Watered Down Shark Fin Law Will Increase Fines, but Allow Shark Fin Trade to Continue.

April 24, 2017

Florida legislators side skirted an important shark conservation measure by weakening a law that would have made the shark fin trade illegal in Florida. A similar measure in 2014 that would have made the trade of shark fin illegal passed through three Senate committees but was never heard on the floor. The new bill passed by the Senate and the House will reinforce penalties for fins harvested illegally, but will do nothing to reduce the shark fin trade for imported fins or shark fins sold from sharks landed fresh.  The original measure, SB 884 would have made it a first-degree misdemeanor in the state to trade or sell any shark fins and tails, as well as suspending or revoking permits of commercial and recreational fishers found in violation.

Shark finning- killing the shark just for the fins, or discarding the body and retaining only the fins for sale – is now illegal in all US Federal and state waters. Florida originally prohibited finning in 1992, with the federal law following in 2000, by requiring sharks be landed in whole condition. In 2010, the Shark Conservation Act strengthened the prohibition, making it unlawful to remove fins at sea, have possession of fins aboard a fishing vessel, or transfer fins from one vessel to another at sea.
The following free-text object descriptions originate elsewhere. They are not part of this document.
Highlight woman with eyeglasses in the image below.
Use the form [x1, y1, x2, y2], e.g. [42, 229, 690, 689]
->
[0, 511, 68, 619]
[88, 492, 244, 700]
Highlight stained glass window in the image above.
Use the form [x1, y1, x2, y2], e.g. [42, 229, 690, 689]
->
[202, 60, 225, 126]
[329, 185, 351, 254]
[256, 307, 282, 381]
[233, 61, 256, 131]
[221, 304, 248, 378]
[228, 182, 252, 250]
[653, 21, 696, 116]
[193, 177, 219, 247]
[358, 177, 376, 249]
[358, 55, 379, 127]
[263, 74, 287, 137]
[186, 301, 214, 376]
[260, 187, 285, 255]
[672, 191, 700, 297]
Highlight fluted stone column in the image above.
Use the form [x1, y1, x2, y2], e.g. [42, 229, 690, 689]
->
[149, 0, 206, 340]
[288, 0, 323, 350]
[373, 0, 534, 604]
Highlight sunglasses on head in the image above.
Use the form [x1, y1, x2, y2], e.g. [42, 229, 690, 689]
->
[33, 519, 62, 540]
The watered down version of SB 884 by Sen. Travis Hutson, R-Elkton, increases penalties and would make it a first-degree misdemeanor in Florida to trade or offer for sale shark fins or shark tails obtained illegally. Passed unanimously by the House today, the bill goes to the Governor for his signature.

Under the proposed law, commercial and recreational fishers found in violation would face a suspension or loss of their licenses or permits. Persons illegally in possession of shark fins face a second-degree misdemeanor carrying a fine up to 60 days in jail and a $500 fine. The bill would increase the fine to $4,500 and add a six-month suspension of a person’s saltwater license on a first offense. A second violation would increase the fine to $9,500 with a one-year license suspension. Licenses would be permanently revoked on a third offense.
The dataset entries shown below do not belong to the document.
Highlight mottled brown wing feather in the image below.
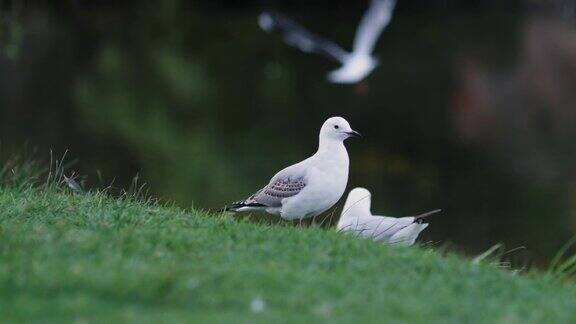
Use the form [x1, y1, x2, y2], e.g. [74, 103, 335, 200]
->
[250, 177, 306, 207]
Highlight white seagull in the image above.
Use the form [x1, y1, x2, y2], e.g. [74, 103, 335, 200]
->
[337, 187, 440, 246]
[225, 117, 360, 220]
[258, 0, 396, 84]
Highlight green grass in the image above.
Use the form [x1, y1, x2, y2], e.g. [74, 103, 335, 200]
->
[1, 187, 576, 323]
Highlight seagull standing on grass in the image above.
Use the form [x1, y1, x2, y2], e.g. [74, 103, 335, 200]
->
[258, 0, 396, 84]
[337, 188, 440, 246]
[225, 117, 361, 220]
Although shark finning is illegal in USA and under Florida law, the problem of finning exists in Florida. Just this month Florida Fish and Wildlife Conservation Commission officers boarded a shrimper 20 miles off Key West and discovered 30-40 pairs of fins.  The value of shark fins on the open market and the ease in trading processed fins is providing incentive to illegally harvest sharks for their fins, or to overharvest sharks for the high value of the fin.
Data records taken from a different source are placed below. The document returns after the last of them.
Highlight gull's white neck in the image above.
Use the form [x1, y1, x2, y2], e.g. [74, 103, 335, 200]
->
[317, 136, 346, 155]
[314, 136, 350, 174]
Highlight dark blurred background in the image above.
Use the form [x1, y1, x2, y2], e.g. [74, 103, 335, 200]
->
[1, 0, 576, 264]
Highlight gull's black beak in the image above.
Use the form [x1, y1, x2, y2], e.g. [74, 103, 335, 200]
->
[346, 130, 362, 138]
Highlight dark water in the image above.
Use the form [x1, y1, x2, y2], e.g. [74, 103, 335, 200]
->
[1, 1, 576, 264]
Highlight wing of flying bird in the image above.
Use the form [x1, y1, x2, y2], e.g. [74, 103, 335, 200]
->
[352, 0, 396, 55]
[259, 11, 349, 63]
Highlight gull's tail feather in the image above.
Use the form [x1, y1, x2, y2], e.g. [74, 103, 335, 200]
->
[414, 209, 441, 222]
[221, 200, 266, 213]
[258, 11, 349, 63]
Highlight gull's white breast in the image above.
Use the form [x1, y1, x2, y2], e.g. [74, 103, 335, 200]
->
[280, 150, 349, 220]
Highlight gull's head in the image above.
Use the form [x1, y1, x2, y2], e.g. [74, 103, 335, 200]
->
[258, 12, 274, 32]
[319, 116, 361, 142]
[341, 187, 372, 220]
The fins provide the principal ingredient in shark fin soup, an Asian delicacy that has grown in popularity, leading to population decline from shark finning and over harvesting sharks for their fins.  Shark finning is a global problem that can impact domestic shark populations.  Worldwide, shark finning has been blamed for killing up to 73 million sharks per year.  In a separate study by the same researcher Dr. Shelly Clarke, suggests that the number of sharks landed internationally each year is underestimated.

The National Oceanographic Atmospheric Administration reports 27,000 tons of fins were traded globally in 2013. However, this value may be underreported. In 2011 the United Nations Food and Agricultural Organization reported 295 metric tons were imported into the USA from other countries. With over 40 species of sharks, Florida waters host a high diversity of sharks, including several endangered species such as scalloped hammerhead and basking sharks. 

A report released by the non-profit Oceana determined that sharks are worth far more alive to Florida than dead. The 2017 report states that shark-related dives in Florida generated more than $221 million in revenue and fueled over 3,700 jobs in 2016. The independent report, shows a stark contrast between the value of sharks to Florida’s dive industry against the total U.S. shark fin export market of $1.03 million in 2015. 

If passed as originally written, the Florida law would have mirrored 12 other US states with shark fin trade bans.  A federal bill called the Shark Fin Sales Elimination Act (H.R. 1456) currently introduced into Congress would make the sale and trade of shark fin illegal throughout the US and  overseas territories.